7 Questions for Akihiro Hayashi: Early Chapel GPU Support through Multiresolution Abstractions

In this edition of our 7 Questions for Chapel Users series, we turn our attention to Dr. Akihiro Hayashi, a Principal Research Scientist at Georgia Tech whose work focuses on similar themes as Chapel: productivity and performance of parallel computing.

1. Who are you?

My name is Akihiro Hayashi, and I’m a Principal Research Scientist at Georgia Tech. I received my B.E., M.E., and Ph.D. from Waseda University in Japan. After completing my Ph.D. in 2012, I joined Professor Vivek Sarkar’s group at Rice University as a Postdoctoral Researcher in 2013, later advancing to Research Scientist in 2015. In 2019, I moved with the group to Georgia Tech, where I progressed from Senior Research Scientist to Principal Research Scientist.

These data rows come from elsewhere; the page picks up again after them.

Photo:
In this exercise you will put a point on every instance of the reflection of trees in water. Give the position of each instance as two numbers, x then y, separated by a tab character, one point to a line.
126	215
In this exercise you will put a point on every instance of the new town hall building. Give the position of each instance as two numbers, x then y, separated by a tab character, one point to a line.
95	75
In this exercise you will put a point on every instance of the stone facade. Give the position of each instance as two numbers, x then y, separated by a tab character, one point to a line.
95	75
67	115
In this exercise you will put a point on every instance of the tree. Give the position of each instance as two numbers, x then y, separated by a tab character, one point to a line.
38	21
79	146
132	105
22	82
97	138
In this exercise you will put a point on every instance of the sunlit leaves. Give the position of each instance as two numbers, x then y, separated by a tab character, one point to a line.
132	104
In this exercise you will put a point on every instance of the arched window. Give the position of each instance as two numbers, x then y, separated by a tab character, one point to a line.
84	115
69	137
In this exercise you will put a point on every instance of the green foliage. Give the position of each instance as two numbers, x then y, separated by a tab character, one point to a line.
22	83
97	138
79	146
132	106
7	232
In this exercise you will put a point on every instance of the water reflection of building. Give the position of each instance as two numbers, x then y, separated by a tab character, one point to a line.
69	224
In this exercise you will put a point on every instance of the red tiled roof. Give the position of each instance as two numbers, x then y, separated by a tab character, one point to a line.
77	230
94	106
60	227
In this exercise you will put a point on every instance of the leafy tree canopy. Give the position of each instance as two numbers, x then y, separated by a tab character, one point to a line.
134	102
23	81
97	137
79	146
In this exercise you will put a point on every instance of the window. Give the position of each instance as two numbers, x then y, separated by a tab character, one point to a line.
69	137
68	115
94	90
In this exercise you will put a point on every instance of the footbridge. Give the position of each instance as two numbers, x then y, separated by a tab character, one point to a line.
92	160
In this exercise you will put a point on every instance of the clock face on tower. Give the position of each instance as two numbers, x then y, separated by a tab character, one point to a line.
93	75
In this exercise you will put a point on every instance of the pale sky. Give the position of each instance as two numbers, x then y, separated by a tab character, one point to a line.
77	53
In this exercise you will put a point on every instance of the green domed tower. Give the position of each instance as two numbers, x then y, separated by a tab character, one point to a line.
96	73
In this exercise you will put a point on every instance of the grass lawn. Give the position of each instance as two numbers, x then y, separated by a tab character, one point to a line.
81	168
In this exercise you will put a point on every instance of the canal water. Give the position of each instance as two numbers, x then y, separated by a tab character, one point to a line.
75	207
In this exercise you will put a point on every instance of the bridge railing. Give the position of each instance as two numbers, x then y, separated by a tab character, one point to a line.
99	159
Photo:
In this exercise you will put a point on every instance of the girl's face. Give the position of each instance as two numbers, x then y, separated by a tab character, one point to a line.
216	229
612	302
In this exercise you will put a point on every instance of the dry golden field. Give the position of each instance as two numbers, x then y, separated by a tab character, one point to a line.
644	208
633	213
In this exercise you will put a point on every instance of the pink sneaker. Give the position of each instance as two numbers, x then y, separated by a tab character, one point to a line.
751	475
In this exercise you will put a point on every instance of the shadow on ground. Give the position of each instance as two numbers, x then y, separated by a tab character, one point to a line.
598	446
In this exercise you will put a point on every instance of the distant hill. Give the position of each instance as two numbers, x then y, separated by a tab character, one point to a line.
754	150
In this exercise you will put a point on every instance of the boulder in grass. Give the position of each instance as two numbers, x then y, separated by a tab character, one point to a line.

As a side note, my supervisor, Professor Sarkar, is well known for his work on the X10 language at IBM and for collaborations with the Chapel team during the DARPA HPCS program.

My research focuses on improving the productivity and performance of parallel and distributed systems, particularly through programming models, compilers, and runtime systems that hide complexity from end-users. I have extensive experience accelerating both regular and irregular applications across shared-memory and distributed-memory environments.

I may (unofficially) hold the record for the most CHIUW[note:CHIUW was the acronym for our annual “Chapel Implementers and Users Workshop,” now rebranded to ChapelCon. -Editors] talks delivered (2014, 2019–2023), though I’m fully prepared to surrender the title if anyone steps forward.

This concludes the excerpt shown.